The Drizly application on smartphones.
Tiffany Hagler Gear | Bloomberg | Getty Images
in a new proposed settlementthe Federal Trade Commission is seeking to require a tech CEO to meet specific security standards, even if they move to a new company.
The agency announced on Monday that its four commissioners voted unanimously to issue a proposed order against alcohol delivery platform Drizly and its CEO James Cory Rellas for allegedly failing to implement measures. adequate security measures, which ultimately resulted in a 2020 data breach exposing personal information of approximately 2.5 million consumers.
Uber acquired Drizly for $1.1 billion in 2021.
The FTC says that despite being alerted to the security issues two years before the breach, Drizly and Rellas did not do enough to protect their users’ information.
While settlements like this aren’t all that uncommon for the FTC, its decision to appoint the CEO and have the stipulations follow him beyond his tenure at Drizly illustrates an approach favored by Democratic Chairwoman Lina. Khan. Some progressive enforcement officials have argued that naming tech leaders in their lawsuits should create a stronger deterrent signal to other potential violators.
The proposed order, which is subject to a 30-day public comment period before the commission votes to make it final, would require Rellas to implement an information security program at future businesses he oversees. CEO, a majority shareholder, or a senior executive with information security responsibilities, provided the company collects consumer information from more than 25,000 people.
Although Republican Commissioner Christine Wilson voted with all three agency Democrats to impose the proposed settlement against Drizly, she opposed naming Rellas as an individual defendant.

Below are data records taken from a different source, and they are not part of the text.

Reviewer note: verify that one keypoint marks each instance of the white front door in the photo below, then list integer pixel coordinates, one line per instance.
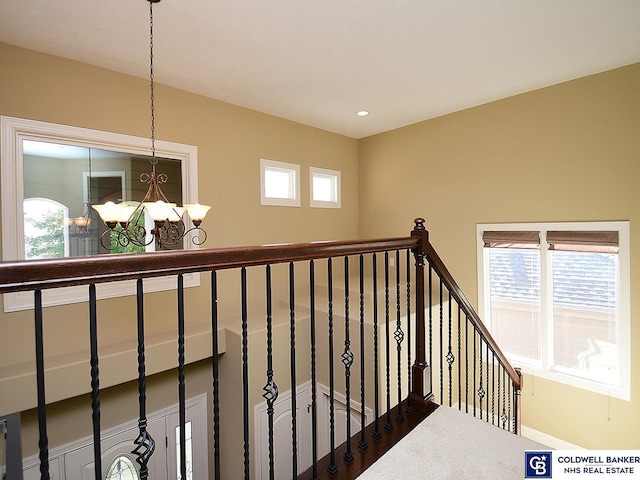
(282, 435)
(117, 456)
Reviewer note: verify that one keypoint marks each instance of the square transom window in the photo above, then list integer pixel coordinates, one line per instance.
(280, 183)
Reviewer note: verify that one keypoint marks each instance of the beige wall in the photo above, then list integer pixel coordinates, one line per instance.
(230, 140)
(570, 152)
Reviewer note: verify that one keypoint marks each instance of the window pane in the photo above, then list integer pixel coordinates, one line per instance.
(515, 301)
(188, 450)
(45, 231)
(279, 183)
(122, 469)
(324, 189)
(585, 314)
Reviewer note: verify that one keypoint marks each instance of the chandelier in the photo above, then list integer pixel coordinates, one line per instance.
(126, 221)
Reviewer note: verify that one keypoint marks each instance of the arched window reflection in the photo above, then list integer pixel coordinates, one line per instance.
(122, 469)
(45, 233)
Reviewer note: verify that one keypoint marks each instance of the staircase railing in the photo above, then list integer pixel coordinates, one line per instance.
(396, 384)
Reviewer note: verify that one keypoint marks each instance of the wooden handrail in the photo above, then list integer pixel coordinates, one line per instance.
(456, 292)
(53, 273)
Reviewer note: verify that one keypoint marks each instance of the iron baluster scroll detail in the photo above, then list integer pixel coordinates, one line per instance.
(398, 336)
(347, 357)
(145, 445)
(271, 388)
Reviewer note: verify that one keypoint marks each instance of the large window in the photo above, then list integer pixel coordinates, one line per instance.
(556, 298)
(52, 174)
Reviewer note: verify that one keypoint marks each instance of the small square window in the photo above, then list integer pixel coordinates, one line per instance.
(280, 183)
(325, 188)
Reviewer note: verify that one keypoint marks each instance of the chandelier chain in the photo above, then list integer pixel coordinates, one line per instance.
(154, 160)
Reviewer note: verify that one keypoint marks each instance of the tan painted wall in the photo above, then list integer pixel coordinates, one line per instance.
(570, 152)
(230, 140)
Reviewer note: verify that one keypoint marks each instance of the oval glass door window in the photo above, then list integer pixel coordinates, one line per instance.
(122, 469)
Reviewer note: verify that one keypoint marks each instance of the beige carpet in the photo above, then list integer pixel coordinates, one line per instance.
(451, 445)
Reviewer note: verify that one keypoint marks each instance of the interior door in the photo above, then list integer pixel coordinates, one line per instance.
(79, 464)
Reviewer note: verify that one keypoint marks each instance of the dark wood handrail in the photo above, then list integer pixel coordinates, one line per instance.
(53, 273)
(456, 292)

In a statement, Wilson wrote that naming Rellas will not “warn the market that the FTC will use its resources to target lax data security practices.”
“Instead, it signaled that the agency will substitute its own judgment on corporate priorities and governance decisions for those of the companies,” she wrote, adding that given the broad view overview of CEOs about their activities, it is best left to companies rather than regulators to determine what the CEO should pay regular attention to.
In a joint statement, Khan and Democratic Commissioner Alvaro Bedoya responded to Wilson’s argument by writing that “big business oversight is no excuse for subordinating legal obligations in favor of other priorities. FTC has a role to play in ensuring that a company’s legal obligations are weighed in the boardroom.”
Khan’s FTC has named other executives in past complaints, such as when it named Meta CEO Mark Zuckerberg as a defendant in a lawsuit to block the company’s proposed acquisition of virtual reality company Within Unlimited. But he later removed him from the complaint after the company said Zuckerberg would not personally try to buy Within.
The order against Drizly would also require the company to destroy personal data it has collected but no longer needs, limit future data collection, and establish a comprehensive security program including training for employees. and controls over who can access the data.
“We take consumer privacy and security very seriously at Drizly, and are pleased to put this 2020 event behind us,” a Drizly spokesperson said in a statement.